Depuis le milieu de la semaine dernière, le "rituel" de la séance est bien codifié, bien mis en place, et cela simplifie un peu les choses.
Il y a (ou pas) l'attente, mais j'ai "mon livre" qui est un livre de contes faciles à lire, ma musique, et le temps est un peu apprivoisé donc moins problématique pour moi.
Ensuite, il y a l'appel de mon nom, le temps d'attente dans la cabine (enlever le soutien-gorge et remettre un vêtement pour le haut du corps car il faut passer devant des techniciennes pour arriver dans la salle de radiothérapie) et attendre un petit peu que la patiente précédente sorte de la salle. Quand la machine "tourne" il y des petites lumières qui passent sur un des murs qui est en face de la cabine. Puis nouvel appel et direction la salle de radiothérapie. Là, j'enlève mon sweet, je le mets sur le crochet, je me dirige vers la table, je monte les deux marches, je m'allonge et j'attends presque rien.
Vient alors le temps de l'installation. Bras au dessus de la tête posés dans une sorte de gouttière, en général descendre un peu le coussin de mousse qui est d'abord sous les genoux pour le mettre sous les mollets. Descendre enuite les fesses, puis c'est le centrage, avec les mots: axe à tant (de centimères) racine à tant de centimètres, etc.Il faut à la fois déplacer la table et le source des rayons. Puis une fois que le générateur de rayons est en place pour le côté interne du sein, les techniciennes s'en vont avec la phrase rituelle elle aussi:" à tout de suite".
Un petit temps mort et la machine se met en route, bruit pas désagréable. Moi, je me mets aussi en route: parfois je pare les rayons parfois j'utilise comme une pluie de mots: hydrater, cicatriser, arroser, pour contrer les effets nocifs, parfois... Mais je n'ai pas fini d'inventer des parades.

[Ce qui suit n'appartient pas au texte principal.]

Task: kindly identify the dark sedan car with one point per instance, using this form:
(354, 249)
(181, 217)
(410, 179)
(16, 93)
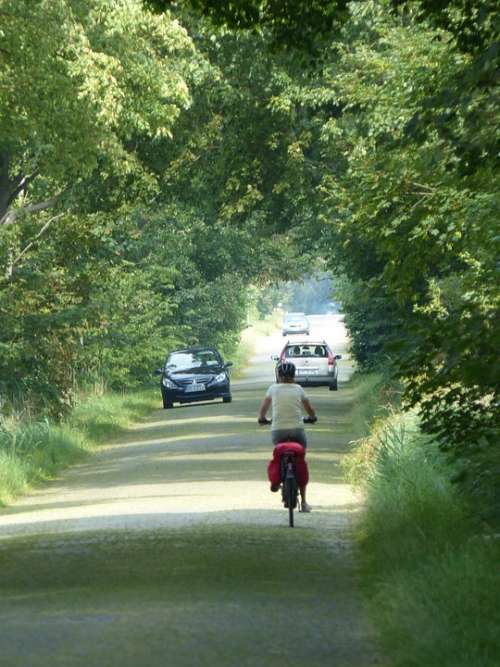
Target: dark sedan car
(194, 374)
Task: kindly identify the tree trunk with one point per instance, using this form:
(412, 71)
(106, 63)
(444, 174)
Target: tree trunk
(6, 185)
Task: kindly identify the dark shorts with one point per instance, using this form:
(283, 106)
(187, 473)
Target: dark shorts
(289, 435)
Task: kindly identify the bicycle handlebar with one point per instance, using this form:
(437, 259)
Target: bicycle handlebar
(306, 420)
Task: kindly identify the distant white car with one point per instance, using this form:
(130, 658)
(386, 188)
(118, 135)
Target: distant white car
(315, 364)
(296, 323)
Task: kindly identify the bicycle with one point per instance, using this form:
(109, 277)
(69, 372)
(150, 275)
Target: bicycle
(288, 474)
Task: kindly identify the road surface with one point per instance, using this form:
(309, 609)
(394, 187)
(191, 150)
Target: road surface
(167, 547)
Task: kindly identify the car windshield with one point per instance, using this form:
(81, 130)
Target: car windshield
(306, 351)
(182, 361)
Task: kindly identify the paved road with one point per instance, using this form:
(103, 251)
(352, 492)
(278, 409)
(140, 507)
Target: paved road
(168, 548)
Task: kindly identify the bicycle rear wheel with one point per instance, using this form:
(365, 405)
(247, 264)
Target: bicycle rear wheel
(290, 496)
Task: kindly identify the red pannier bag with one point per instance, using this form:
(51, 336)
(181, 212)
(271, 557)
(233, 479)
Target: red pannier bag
(273, 468)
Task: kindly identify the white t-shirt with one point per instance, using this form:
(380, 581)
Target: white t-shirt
(287, 405)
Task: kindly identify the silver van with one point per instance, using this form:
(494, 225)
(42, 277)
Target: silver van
(315, 363)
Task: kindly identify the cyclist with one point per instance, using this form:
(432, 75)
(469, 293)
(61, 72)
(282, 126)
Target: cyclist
(288, 401)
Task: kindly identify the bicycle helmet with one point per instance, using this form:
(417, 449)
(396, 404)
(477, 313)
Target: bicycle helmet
(285, 369)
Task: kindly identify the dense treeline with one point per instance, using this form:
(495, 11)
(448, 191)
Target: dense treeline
(131, 218)
(157, 157)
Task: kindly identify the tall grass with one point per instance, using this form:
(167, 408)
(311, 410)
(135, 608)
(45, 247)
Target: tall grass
(34, 451)
(433, 578)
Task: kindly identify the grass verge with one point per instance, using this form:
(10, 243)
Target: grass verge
(432, 577)
(34, 451)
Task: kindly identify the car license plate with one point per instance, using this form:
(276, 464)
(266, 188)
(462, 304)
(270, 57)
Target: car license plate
(195, 387)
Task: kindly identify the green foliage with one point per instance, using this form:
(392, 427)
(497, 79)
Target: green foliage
(32, 451)
(414, 209)
(429, 573)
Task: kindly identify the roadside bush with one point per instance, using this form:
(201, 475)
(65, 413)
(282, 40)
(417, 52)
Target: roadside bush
(31, 452)
(432, 577)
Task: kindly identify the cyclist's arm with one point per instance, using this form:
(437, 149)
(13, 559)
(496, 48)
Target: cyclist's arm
(308, 407)
(264, 407)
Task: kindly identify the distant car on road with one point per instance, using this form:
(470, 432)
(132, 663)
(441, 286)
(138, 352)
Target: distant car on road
(295, 323)
(194, 374)
(315, 363)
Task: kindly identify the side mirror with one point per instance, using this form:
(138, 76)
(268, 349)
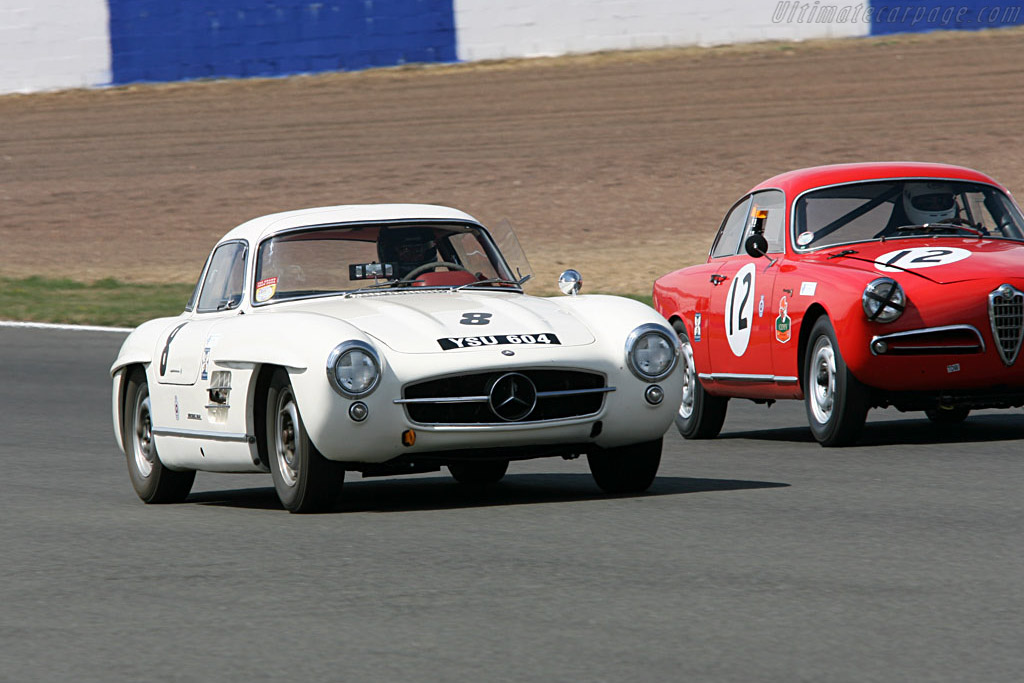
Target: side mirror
(756, 245)
(570, 282)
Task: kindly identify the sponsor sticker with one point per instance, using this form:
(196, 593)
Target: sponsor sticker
(449, 343)
(265, 289)
(783, 325)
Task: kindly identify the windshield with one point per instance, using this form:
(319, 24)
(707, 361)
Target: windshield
(865, 211)
(359, 257)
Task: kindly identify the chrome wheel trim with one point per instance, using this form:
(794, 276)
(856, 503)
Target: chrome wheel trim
(822, 380)
(287, 437)
(689, 380)
(143, 451)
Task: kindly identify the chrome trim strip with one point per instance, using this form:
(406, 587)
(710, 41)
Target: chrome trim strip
(737, 377)
(443, 399)
(573, 392)
(1008, 359)
(520, 424)
(483, 399)
(212, 436)
(929, 331)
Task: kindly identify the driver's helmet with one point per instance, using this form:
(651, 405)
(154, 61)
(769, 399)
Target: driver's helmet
(929, 203)
(408, 248)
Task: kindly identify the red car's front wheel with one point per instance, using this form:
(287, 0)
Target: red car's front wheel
(837, 401)
(700, 415)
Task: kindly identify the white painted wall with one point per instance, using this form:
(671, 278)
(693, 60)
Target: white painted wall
(489, 30)
(53, 44)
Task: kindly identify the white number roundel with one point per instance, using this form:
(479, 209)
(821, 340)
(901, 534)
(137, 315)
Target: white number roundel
(739, 309)
(920, 257)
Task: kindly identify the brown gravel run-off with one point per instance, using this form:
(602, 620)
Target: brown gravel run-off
(620, 165)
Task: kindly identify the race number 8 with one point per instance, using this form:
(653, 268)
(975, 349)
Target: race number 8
(739, 309)
(475, 318)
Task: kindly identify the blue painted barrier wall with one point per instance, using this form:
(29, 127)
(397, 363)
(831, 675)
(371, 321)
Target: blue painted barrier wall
(161, 40)
(52, 44)
(922, 15)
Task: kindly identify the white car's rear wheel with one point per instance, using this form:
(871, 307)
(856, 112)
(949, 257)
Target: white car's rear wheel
(304, 479)
(153, 481)
(629, 469)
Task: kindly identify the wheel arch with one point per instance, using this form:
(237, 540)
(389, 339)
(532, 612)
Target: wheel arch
(120, 395)
(811, 315)
(258, 407)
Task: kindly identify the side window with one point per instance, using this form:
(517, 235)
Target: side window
(199, 284)
(224, 279)
(727, 242)
(772, 201)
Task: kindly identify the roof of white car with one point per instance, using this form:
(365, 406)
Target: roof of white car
(257, 228)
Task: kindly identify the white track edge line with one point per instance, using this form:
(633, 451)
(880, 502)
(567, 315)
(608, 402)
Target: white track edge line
(52, 326)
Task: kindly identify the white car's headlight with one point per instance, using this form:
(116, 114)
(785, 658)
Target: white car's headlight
(353, 369)
(884, 300)
(651, 352)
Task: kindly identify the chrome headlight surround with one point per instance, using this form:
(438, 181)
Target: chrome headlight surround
(883, 300)
(353, 357)
(640, 341)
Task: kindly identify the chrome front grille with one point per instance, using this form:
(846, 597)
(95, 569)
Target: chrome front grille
(505, 396)
(1006, 311)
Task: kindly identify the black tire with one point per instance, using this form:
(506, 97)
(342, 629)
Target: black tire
(947, 416)
(837, 402)
(304, 479)
(629, 469)
(700, 415)
(153, 481)
(478, 473)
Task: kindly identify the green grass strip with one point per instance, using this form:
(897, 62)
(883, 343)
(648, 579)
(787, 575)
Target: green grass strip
(105, 302)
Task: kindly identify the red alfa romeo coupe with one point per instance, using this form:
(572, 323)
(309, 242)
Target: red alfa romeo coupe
(851, 287)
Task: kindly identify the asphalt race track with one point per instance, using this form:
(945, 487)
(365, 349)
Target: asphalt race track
(755, 557)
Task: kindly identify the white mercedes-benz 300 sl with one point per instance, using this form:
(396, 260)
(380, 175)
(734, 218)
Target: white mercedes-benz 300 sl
(384, 340)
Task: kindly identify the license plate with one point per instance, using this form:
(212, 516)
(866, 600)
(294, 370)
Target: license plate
(449, 343)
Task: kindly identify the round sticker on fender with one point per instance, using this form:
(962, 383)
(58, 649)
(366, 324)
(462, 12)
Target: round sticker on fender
(739, 309)
(920, 257)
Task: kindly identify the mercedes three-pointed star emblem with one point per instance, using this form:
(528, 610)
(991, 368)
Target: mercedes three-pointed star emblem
(512, 397)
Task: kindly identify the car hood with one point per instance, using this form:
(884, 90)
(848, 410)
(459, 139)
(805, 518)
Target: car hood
(944, 260)
(415, 323)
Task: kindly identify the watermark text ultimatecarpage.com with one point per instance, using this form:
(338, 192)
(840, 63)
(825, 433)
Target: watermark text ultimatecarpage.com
(787, 11)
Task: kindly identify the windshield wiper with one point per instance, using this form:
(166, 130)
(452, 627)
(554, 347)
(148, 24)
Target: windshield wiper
(383, 286)
(935, 227)
(493, 281)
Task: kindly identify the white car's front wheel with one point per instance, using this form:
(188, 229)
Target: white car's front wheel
(304, 479)
(153, 481)
(629, 469)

Le bruit s'arrête, mais il faut un certain temps pour que la machine revienne au repos complet. Les techniciennes reviennent, recentrent la machine sur l'autre côté (qui est le côté de la tumeur initiale) , puis la phrase "à tout de suite" et ça recommence, sauf que de ce côté là ce n'est pas tout à fait pareil pour moi dans mes représentations. Aujourd'hui, je n'ai pas "paré" les rayons, mais j'ai imaginé un bouclier qui enveloppait mon sein et que ne laissait passer que quelques rayons pour détruire les hypothétiques cellules malignes. A nouveau le bruit s'arrête, et je peux baisser les bras. Ensuite attendreque la table soit abaissée et face à l'escabeau.
Puis descente pour retrouver le sol! Je n'aime pas quand on veut m'aider à descendre, comme si j'étais une vieille dame, mais c'est sûr que pour ces jeunes hommes et femmes en pleine santé qui s'occupent de moi, je suis une vieille dame. Et puis il y a des patientes qui ont besoin d'aide. Ce que je sais aussi c'est que je n'aime pas quand c'est un homme qui manipule mon sein pour les réglages. Peut-être un peu difficile à expliquer, mais mon sein n'est pas un "objet "que n'importe qui peut toucher.
Retour à la cabine, réagrafage du soutien gorge, le sweet, le sac à main et dehors. Mon mari est là qui m'attend et nous repartons.Je dois dire que le fait de ne pas être seule est très important.
Voilà pour le rituel.
Maintenant, une nuit, pendant une petite insomnie, je me suis surprise à penser: "quand j'étais jeune". En général je dis: "quand j'étais une petite fille" et cela est fréquent quand je suis avec ma petite fille, mais là c'était autre chose, comme si cette maladie m'avait fait, à mon corps défendant basculer dans la non jeunesse à défaut de la vieillesse.L'an passé, je me suis cassé le poignet aux sports d'hiver, mais je n'ai pas vécu cela comme une atteinte de mon image, même si un os qui se casse, ça montre qu'on est fragile, vulnérable.Se casser à ski un os du poignet et redescendre avec la fracture de 2400 mètres à 1800 mètres skis aux pieds, cela est quand même très positif, même si la suite a été difficile. L'expérience du cancer est donc pour moi d'un tout autre ordre.
Il y a bien comme le disait un frère bénédictin un autre temps qui se met en route quand on a cette pathologie en soi.Le temps se décline autrement, il prend un autre sens, et s'y adapter n'est pas simple.